CDR: An Introduction to Complexity, Hamiltonian Cycles, and Zero Knowledge Proofs--Part 1

Sat Nov 4 13:05:07 PST 2000

At 2:20 PM -0500 11/4/00, dmolnar wrote:
>On Sat, 4 Nov 2000, Jim Choate wrote:
>
>>
>>  On Sat, 4 Nov 2000, Declan McCullagh wrote:
>>
>>  > "NP" problems, on the other hand, are those that can be solved in
>>  > nondeterministic polynomial time (think only by guessing). NP
>>  > includes P.
>>
>>  Actualy any time that can't be described using a polynomial (i.e. a0 +
>>  a1x + a2x^2 + ...) is NP. For example something that executes in factorial
>>  or exponential time is NP.
>
>I'm sorry - by the definitions I know, Declan has it closer.
>I'm not sure what you're getting at with "any time that can't be
>described..." or "something that executes in factorial or exponential
>time." As far as I know, NP is a class of *problems*, not a
>class of running times or even a class of algorithms.

And I'm going to give a completely informal, but I hope useful, 
introduction. Though formalism is very important, and jargon is 
useful, I suspect that all the talk of "succinct certificates," 
"oracles," "reducibility," "nondeterministic polynomial time," 
"Co-NP," etc., isn't very useful to someone just coming to this stuff 
for the first time.

I figure understanding math comes from thinking about specific 
problems, drawing pictures, mulling things over, drawing more 
pictures, and basically just "becoming one with the problem." Formal 
definitions then begin to make a lot more sense. While Bourbaki may 
favor only the tersest of explanations, I think they are dead wrong.

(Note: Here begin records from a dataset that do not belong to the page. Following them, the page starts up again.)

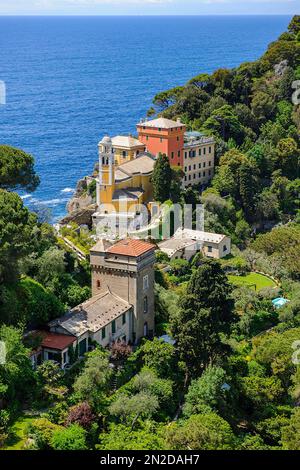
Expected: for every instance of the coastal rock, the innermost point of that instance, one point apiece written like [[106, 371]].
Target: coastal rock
[[79, 203], [80, 217]]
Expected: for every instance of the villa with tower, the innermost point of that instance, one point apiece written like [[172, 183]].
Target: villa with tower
[[126, 165], [121, 307]]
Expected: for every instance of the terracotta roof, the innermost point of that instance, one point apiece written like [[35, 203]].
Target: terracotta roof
[[129, 194], [126, 142], [131, 247], [56, 341], [162, 123], [199, 235], [143, 164], [93, 314]]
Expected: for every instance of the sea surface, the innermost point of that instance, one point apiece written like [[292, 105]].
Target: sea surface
[[72, 79]]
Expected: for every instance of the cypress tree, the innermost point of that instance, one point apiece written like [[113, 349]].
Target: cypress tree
[[161, 178]]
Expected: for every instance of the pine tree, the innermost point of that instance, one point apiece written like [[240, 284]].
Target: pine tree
[[206, 311], [161, 179], [248, 188]]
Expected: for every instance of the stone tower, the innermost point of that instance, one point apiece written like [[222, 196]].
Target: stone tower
[[106, 181], [127, 269]]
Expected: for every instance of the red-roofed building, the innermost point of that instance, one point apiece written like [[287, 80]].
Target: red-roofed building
[[127, 269], [131, 247], [51, 347]]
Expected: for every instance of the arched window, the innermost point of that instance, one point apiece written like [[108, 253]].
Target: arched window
[[145, 304]]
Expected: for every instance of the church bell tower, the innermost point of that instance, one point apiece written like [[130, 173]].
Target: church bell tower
[[106, 181]]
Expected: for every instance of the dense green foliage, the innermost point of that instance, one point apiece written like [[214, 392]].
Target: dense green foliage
[[17, 169]]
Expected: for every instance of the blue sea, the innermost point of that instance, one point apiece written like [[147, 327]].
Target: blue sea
[[72, 79]]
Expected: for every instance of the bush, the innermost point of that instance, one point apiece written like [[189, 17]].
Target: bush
[[81, 414], [41, 431], [71, 438]]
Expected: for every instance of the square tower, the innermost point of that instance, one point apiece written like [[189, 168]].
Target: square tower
[[127, 269], [163, 136]]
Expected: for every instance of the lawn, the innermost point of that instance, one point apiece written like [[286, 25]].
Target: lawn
[[253, 280], [17, 436]]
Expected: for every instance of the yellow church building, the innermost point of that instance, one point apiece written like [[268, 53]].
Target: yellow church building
[[124, 182]]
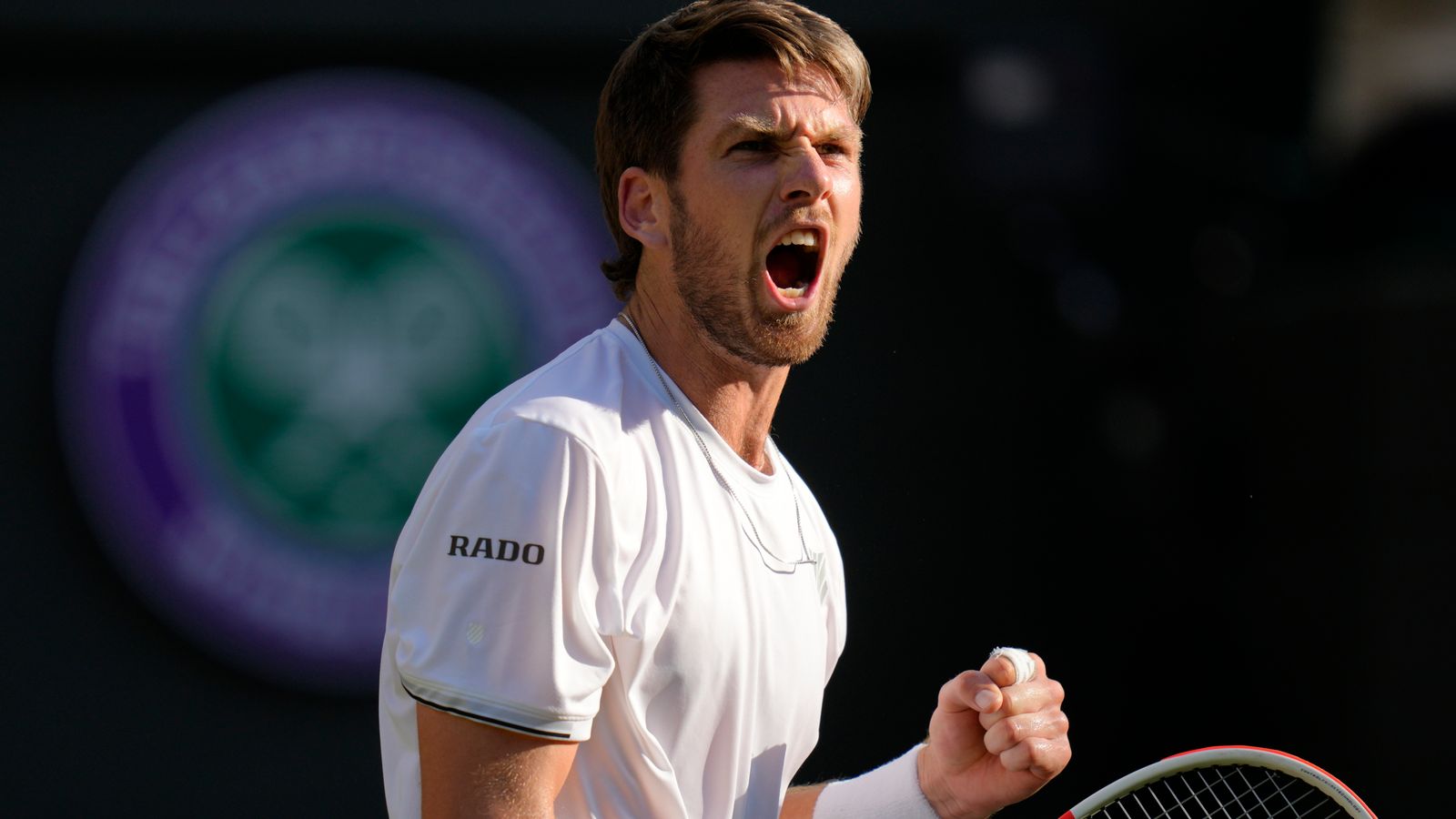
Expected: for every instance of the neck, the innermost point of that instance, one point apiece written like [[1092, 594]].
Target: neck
[[737, 398]]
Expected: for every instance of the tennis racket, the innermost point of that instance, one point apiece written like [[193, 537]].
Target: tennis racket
[[1230, 782]]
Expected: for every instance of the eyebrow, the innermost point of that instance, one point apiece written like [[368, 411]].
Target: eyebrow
[[764, 127]]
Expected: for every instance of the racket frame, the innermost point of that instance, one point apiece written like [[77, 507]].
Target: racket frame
[[1227, 755]]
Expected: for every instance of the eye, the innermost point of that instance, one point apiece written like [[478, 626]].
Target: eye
[[753, 146]]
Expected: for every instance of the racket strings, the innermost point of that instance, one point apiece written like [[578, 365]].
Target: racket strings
[[1225, 792]]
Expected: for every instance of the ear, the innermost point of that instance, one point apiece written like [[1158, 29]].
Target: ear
[[642, 207]]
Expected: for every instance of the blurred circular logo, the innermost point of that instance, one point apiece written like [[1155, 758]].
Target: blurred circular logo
[[281, 321]]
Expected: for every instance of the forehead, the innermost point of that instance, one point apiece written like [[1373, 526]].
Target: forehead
[[757, 92]]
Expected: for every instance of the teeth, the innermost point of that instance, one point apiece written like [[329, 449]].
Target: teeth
[[807, 238]]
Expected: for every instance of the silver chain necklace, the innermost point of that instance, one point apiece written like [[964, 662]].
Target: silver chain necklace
[[817, 560]]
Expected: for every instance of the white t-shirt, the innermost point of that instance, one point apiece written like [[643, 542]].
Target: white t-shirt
[[574, 570]]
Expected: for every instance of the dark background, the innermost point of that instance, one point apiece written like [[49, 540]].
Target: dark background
[[1142, 365]]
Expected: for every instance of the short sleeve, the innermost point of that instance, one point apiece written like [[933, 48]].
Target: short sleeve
[[501, 589]]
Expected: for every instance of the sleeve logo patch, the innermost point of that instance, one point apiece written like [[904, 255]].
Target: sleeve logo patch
[[509, 551]]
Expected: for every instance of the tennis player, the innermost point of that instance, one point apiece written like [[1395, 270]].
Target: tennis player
[[615, 595]]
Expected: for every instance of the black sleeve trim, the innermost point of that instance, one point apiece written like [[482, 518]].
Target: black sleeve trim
[[480, 719]]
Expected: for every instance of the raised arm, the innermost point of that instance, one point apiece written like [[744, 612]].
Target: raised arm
[[475, 770]]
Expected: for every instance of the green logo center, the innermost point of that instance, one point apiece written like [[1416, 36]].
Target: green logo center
[[339, 354]]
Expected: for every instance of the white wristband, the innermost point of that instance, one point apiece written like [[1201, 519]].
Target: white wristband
[[892, 790]]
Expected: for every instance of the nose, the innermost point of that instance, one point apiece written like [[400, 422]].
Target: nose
[[805, 178]]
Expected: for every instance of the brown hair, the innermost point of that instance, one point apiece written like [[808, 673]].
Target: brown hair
[[647, 106]]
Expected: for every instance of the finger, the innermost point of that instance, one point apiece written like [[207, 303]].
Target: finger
[[1011, 732], [972, 691], [1040, 756], [1036, 695]]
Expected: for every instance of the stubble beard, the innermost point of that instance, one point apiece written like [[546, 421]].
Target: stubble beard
[[724, 305]]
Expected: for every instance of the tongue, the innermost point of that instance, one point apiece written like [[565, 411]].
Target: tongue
[[784, 267]]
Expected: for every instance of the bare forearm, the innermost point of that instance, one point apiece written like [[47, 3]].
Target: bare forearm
[[798, 804]]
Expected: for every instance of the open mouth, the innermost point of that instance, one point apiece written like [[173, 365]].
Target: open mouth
[[794, 263]]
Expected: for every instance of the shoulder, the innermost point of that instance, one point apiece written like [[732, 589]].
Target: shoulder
[[586, 394]]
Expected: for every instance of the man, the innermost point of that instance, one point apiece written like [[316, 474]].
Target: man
[[615, 596]]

(Fair warning: I knew a lot more about this stuff in 1992 when I was 
reading Garey and Johnson, Harel, etc. and trying to figure out the 
zero knowledge papers of Goldwasser and her colleagues. These days, 
terms like "Co-NP" are not in my daily repertoire of concepts I have 
a good handle on. But the basic ideas don't need such formal 
definitions. It's more important to have some _intuition_ about 
common problems and then see the obvious connections with crypto. 
David Molnar and others are much better versed in the current lingo.)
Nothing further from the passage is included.